Perdona la mala letra y las faltas de ortografía; es que yo me canso de escribirte y ahora le estoy dictando a tu padre y ya sabes lo burro que es. Y hablando de tu padre, ¡qué orgulloso está!. Te cuento que ahora tiene un buen trabajo, tiene 500 personas por debajo de él; es el nuevo sepulturero municipal. El otro día leyó en el periódico que, según las encuestas, la mayoría de los accidentes ocurren a un kilómetro de casa, así que nos mudamos más lejos. No vas a reconocer la casa; el sitio es muy guapo y hasta tengo lavadora, aunque no estoy segura de que funcione. Ayer metí la ropa, tiré de la cadena y desde ese momento no la volví a ver.

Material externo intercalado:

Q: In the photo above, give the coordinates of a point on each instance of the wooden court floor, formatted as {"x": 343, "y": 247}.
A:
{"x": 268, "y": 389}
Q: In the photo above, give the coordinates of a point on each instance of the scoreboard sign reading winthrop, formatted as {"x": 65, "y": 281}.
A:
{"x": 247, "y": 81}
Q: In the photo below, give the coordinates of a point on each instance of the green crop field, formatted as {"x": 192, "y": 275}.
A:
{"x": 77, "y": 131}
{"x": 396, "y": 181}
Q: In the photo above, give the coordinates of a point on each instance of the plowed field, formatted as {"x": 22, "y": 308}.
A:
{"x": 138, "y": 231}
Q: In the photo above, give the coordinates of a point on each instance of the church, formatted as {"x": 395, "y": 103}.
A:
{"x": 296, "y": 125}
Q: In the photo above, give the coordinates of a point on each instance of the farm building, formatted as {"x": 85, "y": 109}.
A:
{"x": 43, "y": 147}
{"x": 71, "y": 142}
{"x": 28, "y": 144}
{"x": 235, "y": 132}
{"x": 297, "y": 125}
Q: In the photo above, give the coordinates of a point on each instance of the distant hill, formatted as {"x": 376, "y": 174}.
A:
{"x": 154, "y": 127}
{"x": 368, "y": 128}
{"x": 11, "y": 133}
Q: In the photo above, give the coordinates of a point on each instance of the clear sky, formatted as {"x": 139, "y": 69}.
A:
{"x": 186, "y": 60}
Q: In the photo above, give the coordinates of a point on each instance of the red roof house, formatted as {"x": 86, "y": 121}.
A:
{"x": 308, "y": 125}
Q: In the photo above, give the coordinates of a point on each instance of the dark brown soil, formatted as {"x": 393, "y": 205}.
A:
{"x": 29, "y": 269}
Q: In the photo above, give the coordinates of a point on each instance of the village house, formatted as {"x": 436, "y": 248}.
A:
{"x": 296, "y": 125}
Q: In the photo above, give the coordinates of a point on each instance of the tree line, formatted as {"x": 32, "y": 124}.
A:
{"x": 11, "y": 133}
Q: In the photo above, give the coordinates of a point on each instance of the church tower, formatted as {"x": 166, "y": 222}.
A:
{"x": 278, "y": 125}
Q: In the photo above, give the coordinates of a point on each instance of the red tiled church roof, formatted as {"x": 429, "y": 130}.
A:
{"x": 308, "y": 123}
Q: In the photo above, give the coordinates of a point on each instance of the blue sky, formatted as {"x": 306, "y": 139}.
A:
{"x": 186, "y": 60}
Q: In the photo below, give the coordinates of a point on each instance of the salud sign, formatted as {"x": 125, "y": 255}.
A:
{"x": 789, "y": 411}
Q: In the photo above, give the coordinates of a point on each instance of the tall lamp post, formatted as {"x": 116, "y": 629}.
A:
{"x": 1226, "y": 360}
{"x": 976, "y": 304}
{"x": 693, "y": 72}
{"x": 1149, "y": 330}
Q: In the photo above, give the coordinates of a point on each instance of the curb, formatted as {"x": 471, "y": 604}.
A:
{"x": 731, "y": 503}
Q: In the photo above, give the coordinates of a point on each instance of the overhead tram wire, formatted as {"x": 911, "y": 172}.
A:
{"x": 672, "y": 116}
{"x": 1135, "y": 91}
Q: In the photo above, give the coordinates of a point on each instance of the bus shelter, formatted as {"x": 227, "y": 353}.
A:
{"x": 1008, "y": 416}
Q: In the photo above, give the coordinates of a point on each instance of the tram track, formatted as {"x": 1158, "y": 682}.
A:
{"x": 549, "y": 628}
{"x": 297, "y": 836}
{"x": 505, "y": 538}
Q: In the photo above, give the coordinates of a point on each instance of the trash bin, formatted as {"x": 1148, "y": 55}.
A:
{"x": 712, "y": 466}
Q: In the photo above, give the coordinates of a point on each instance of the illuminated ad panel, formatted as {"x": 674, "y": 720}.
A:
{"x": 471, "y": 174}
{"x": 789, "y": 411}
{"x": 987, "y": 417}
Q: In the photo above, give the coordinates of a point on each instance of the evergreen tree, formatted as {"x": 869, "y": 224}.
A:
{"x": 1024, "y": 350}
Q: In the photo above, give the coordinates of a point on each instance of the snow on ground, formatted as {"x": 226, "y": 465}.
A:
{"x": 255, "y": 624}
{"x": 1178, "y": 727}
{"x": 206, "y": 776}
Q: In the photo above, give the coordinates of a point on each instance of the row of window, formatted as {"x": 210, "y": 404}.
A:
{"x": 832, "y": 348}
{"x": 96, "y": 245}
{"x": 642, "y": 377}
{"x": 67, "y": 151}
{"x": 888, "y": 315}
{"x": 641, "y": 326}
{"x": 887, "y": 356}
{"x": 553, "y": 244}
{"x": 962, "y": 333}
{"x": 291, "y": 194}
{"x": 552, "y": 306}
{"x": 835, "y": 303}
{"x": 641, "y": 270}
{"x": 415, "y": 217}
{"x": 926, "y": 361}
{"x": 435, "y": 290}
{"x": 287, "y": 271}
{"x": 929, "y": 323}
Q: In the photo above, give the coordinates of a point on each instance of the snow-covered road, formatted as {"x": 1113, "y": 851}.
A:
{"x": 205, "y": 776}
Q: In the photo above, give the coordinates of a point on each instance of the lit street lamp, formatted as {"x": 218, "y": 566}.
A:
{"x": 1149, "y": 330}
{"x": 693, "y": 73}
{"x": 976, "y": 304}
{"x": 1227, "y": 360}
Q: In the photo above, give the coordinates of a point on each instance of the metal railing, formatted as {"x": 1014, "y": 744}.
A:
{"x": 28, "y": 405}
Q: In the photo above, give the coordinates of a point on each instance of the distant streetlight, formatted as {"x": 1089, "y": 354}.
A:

Tu hermana Julia, la que se casó con su marido, parió. Como todavía no sé de qué sexo es, no puedo decirte si eres tío o tía. Si es niña van a llamarla como yo. Ella, a tu hermana la llamará mamá.

La otra hermana, Pilar, esta embarazada de cinco meses.Tu padre tan desconfiado como siempre le preguntó si estaba segura de que era de ella.

Y por último, tu hermano Juan sigue tan despistado como siempre; el otro día cerró el coche, dejo las llaves dentro y tuvo que ir tres km. para allá y tres km. para acá, hasta casa, a por el duplicado, para poder sacarnos a tu padre y a mi de dentro del coche. Tu primo Paco se casó y pasa toda la noche rezándole a la mujer porque le dijeron que era virgen. A quien nunca más vimos por aquí es al tío Carlos, el que murió el año pasado. Ahora el que nos tiene preocupados es tu perro; está empeñado en correr detrás de los coches que están parados.

¿Recuerdas a tu amigo Antón? Ya no está en este mundo. Su padre murió hace dos meses y como había pedido ser enterrado en el lago, el pobre Antón murió cavando la poza en el fondo.

Bueno, hijo, no te pongo dirección de la carta porque no la sé. La gente que vivió aquí antes, se llevó los números para no tener que cambiar de domicilio. Si ves a doña Remedios salúdala de mi parte, y si no las ves no la digas nada.

Un abrazo. Te quiere, tu madre

P.D. Iba a mandarte 100 euros pero ya cerré el sobre.